Coincidentemente, o longa-metragem mostra os bastidores de evacuação militar em Dunquerque, recentemente retratada em Dunkirk, de Christopher Nolan. Se o épico de guerra explora o lado mais visceral da retirada dos soldados britânicos acuados pelos nazistas na França, O destino de uma nação aborda os aspectos mais burocráticos da ação tática e o papel de Churchill na iniciativa, bem-sucedida na missão de resgatar mais de 300 mil combatentes.
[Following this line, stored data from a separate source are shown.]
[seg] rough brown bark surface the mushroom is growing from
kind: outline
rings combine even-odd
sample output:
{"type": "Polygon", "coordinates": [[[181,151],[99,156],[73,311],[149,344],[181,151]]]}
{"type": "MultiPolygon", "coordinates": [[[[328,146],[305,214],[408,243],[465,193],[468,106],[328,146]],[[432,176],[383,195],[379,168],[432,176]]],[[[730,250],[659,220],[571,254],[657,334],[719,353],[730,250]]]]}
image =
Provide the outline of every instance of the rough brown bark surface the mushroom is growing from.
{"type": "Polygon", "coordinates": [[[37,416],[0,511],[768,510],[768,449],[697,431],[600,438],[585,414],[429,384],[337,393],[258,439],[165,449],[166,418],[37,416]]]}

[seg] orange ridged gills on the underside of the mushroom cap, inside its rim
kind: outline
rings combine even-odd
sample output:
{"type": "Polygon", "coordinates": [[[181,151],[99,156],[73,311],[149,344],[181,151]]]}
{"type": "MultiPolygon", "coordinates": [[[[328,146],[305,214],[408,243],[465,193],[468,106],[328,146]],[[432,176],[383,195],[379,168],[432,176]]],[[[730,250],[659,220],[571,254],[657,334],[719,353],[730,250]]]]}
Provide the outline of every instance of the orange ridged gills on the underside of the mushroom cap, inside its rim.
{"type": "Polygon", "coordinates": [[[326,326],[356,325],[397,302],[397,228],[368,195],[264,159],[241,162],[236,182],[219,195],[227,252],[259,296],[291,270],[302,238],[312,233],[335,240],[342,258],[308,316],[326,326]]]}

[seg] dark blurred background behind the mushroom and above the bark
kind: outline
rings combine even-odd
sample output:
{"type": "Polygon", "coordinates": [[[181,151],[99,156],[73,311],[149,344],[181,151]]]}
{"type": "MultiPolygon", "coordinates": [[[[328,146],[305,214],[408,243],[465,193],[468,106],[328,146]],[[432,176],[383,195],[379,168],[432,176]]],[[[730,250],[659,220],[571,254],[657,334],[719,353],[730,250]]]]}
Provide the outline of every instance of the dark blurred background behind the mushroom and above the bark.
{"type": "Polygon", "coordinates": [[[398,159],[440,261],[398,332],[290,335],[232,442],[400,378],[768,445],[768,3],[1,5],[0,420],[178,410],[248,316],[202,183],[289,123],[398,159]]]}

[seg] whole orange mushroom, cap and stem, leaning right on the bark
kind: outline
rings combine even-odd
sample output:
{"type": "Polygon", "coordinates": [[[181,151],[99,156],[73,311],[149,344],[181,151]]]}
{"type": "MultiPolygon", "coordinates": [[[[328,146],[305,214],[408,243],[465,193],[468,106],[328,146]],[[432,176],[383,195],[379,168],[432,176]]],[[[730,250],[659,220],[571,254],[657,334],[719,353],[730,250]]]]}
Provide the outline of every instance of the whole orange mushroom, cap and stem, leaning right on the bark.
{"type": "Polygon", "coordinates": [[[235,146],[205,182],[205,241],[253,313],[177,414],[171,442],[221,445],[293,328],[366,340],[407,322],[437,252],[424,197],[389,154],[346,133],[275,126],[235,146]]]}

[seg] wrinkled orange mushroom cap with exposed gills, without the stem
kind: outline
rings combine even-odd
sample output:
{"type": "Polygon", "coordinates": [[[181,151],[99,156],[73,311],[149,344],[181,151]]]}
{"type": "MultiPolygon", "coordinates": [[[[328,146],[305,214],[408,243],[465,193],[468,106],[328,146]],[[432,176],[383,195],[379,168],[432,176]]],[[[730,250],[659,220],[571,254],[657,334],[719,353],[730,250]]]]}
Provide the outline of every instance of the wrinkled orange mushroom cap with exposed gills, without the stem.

O diretor, Joe Wright, se mostra bastante ciente da potência da atuação de Oldman e, ainda que não caia em deslumbramento, dá pouco tempo de tela a outros personagens interessantes, como a esposa do primeiro-ministro, Clemmie (Kristin Scott Thomas), a única pessoa capaz de apaziguar o genioso político. Lily James, responsável por interpretar Elizabeth Layton, a datilógrafa de Churchill, é outra que poderia ter mais ter mais espaço e sendo uma personagem de pouca voz.

Na maior parte do tempo, os coadjuvantes parecem agir apenas em função do personagem central. É um filme agradável. E talvez seja esse o grande problema, considerando que a temática de Segunda Guerra Mundial. Falta o mínimo aprofundamento em tudo que não é relativo ao personagem central e a falha na construção desse pano de fundo esvazia a sensação de iminência da invasão nazista à Inglaterra. Tudo parece seguro na presença de Churchill.